Question

A Carnot engine is operating between a hot body and cold body maintained at temperatures \( T_1 \) and \( T_2 \) respectively. Consider the following three cases:
• Case-I: The temperature of the hot body is changed to \( T_1 + \Delta T \) and cold body is at \( T_2 \).
• Case-II: The temperature of the hot body is at \( T_1 \) and cold body is changed to \( T_2 + \Delta T \).
• Case-III: The temperature of the hot body is at \( T_1 \) and cold body is changed to \( T_2 - \Delta T \).

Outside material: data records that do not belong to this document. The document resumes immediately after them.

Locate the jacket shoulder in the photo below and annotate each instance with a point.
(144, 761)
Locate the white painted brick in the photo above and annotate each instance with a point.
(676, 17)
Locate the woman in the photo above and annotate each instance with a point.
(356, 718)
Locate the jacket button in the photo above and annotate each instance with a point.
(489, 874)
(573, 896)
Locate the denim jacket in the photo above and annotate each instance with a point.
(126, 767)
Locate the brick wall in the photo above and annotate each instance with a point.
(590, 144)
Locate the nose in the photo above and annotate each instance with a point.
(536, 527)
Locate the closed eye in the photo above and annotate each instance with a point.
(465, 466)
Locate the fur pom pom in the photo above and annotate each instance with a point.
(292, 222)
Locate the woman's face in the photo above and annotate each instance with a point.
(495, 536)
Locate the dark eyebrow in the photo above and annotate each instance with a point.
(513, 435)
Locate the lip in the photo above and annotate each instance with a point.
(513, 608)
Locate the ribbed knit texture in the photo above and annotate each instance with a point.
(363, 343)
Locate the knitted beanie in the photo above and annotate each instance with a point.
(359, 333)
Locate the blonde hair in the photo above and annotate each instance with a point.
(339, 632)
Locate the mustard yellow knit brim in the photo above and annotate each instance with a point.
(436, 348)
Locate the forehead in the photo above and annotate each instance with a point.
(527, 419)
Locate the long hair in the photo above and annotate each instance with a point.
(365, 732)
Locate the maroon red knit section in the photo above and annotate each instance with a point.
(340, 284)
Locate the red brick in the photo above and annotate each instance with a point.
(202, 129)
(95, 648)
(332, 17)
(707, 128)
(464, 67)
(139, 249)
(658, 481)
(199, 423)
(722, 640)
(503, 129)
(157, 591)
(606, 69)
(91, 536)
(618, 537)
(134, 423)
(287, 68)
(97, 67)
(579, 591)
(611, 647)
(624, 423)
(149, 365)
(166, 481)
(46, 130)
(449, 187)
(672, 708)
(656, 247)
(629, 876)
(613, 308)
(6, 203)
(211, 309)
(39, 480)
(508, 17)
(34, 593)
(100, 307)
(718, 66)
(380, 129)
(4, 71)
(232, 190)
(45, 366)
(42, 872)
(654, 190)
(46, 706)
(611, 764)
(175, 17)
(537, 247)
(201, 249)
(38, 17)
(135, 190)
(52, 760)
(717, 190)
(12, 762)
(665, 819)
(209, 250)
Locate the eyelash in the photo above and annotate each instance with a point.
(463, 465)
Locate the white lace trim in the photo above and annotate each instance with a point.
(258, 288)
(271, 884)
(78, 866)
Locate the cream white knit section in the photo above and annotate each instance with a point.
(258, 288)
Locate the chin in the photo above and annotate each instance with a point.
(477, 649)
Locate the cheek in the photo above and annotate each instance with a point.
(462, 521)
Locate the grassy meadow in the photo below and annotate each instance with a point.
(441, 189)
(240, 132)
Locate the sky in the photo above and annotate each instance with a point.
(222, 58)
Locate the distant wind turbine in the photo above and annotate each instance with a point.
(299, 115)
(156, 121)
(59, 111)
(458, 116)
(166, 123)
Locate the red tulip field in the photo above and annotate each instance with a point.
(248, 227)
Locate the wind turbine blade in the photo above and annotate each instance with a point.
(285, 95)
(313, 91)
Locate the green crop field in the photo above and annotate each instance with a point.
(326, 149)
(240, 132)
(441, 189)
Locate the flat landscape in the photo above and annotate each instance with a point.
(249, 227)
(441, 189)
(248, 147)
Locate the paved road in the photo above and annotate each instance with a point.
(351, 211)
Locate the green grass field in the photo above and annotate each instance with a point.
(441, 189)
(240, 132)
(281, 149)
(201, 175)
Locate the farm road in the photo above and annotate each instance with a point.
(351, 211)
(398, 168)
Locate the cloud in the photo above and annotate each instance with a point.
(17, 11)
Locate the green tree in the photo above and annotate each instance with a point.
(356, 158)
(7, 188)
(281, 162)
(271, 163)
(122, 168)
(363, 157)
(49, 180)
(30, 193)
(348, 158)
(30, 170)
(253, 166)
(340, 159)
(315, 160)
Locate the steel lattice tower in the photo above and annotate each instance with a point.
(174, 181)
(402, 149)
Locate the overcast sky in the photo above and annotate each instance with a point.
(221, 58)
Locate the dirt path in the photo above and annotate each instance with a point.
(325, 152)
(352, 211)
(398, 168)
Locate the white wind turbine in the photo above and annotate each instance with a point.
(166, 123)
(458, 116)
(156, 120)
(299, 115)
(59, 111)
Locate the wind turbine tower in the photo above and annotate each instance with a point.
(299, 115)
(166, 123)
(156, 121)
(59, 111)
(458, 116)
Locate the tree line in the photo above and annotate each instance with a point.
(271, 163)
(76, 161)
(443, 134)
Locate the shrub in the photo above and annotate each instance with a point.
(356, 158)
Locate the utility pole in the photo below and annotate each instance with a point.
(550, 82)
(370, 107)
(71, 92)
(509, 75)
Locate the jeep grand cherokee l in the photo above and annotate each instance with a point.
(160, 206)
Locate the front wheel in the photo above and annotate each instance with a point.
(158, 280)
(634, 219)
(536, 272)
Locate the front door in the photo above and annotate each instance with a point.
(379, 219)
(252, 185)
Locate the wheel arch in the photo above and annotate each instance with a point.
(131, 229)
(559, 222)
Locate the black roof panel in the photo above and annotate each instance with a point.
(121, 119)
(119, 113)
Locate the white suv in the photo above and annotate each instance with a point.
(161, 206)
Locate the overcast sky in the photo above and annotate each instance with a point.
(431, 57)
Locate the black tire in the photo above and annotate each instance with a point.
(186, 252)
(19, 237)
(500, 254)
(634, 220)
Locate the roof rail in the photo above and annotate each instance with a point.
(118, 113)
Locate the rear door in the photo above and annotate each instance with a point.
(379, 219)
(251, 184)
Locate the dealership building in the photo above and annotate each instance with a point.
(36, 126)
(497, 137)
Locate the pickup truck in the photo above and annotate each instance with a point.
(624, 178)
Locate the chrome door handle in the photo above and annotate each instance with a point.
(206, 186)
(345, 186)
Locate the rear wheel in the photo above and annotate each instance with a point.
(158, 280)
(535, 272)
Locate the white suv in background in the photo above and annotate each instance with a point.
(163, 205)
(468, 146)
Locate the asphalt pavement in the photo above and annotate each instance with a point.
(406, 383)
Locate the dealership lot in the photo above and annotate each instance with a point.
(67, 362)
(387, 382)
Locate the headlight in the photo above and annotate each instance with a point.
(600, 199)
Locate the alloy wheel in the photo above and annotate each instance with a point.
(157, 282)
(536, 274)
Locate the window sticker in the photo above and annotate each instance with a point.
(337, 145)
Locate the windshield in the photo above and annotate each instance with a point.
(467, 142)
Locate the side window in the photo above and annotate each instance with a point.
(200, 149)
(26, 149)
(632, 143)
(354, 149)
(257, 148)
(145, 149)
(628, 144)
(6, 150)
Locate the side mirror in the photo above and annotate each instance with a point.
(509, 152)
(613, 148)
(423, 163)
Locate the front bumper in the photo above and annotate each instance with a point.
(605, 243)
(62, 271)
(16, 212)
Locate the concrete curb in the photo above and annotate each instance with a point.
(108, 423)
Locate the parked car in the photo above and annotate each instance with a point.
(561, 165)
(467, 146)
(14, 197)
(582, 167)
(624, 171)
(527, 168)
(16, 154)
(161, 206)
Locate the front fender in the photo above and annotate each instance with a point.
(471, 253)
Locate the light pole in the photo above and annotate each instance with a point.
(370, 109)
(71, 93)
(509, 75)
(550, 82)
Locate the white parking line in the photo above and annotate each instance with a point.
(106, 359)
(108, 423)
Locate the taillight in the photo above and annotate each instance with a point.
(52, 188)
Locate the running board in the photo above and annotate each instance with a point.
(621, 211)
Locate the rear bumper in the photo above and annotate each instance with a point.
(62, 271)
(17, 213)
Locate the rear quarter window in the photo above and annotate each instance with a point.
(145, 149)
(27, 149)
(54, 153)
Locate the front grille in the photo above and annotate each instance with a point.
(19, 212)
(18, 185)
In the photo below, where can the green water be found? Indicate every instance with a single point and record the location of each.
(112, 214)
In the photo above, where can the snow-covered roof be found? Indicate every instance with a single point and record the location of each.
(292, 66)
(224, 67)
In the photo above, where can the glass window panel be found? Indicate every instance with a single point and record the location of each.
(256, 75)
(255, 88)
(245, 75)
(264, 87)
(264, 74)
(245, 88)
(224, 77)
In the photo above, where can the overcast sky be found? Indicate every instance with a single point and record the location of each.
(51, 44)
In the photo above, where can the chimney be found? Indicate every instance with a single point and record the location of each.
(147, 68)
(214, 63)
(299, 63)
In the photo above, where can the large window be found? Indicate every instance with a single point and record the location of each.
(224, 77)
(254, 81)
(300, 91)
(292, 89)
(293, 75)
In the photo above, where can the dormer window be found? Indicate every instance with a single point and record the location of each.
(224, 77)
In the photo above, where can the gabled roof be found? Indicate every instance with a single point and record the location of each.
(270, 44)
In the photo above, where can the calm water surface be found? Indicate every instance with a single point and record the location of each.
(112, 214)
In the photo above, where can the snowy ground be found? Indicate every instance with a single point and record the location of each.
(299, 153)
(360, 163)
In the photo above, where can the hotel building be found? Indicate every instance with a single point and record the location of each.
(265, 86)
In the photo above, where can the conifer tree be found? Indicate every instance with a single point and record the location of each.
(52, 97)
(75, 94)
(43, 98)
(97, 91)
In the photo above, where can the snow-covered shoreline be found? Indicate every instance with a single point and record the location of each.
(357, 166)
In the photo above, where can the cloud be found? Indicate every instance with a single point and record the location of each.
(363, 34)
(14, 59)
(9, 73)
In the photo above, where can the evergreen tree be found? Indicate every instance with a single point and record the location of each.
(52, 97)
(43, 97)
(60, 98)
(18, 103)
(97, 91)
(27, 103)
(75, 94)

The efficiency of the Carnot cycle is highest for:

• A. The efficiency of the Carnot cycle is highest for case-I
• B. The efficiency of the Carnot cycle is highest for case-II
• C. The efficiency of the Carnot cycle is highest for case-III
• D. The efficiency of case-II is higher than case-III
• E. The efficiency of the Carnot cycle is same for all three cases

Hint:

Lowering cold reservoir temperature increases efficiency more effectively than raising hot temperature.

Answer 1

The Correct Option is C

Concept:
Carnot efficiency: \[ \eta = 1 - \frac{T_c}{T_h} \]

Step 1: Write efficiencies
\[ \eta_1 = 1 - \frac{T_2}{T_1 + \Delta T} \] \[ \eta_2 = 1 - \frac{T_2 + \Delta T}{T_1} \] \[ \eta_3 = 1 - \frac{T_2 - \Delta T}{T_1} \]

Step 2: Compare physically
Increasing \(T_h\) increases efficiency and decreasing \(T_c\) increases efficiency even more.

Step 3: Conclusion
\[ \eta_3 > \eta_1 > \eta_2 \] \[ \boxed{\text{Efficiency is highest for Case-III}} \]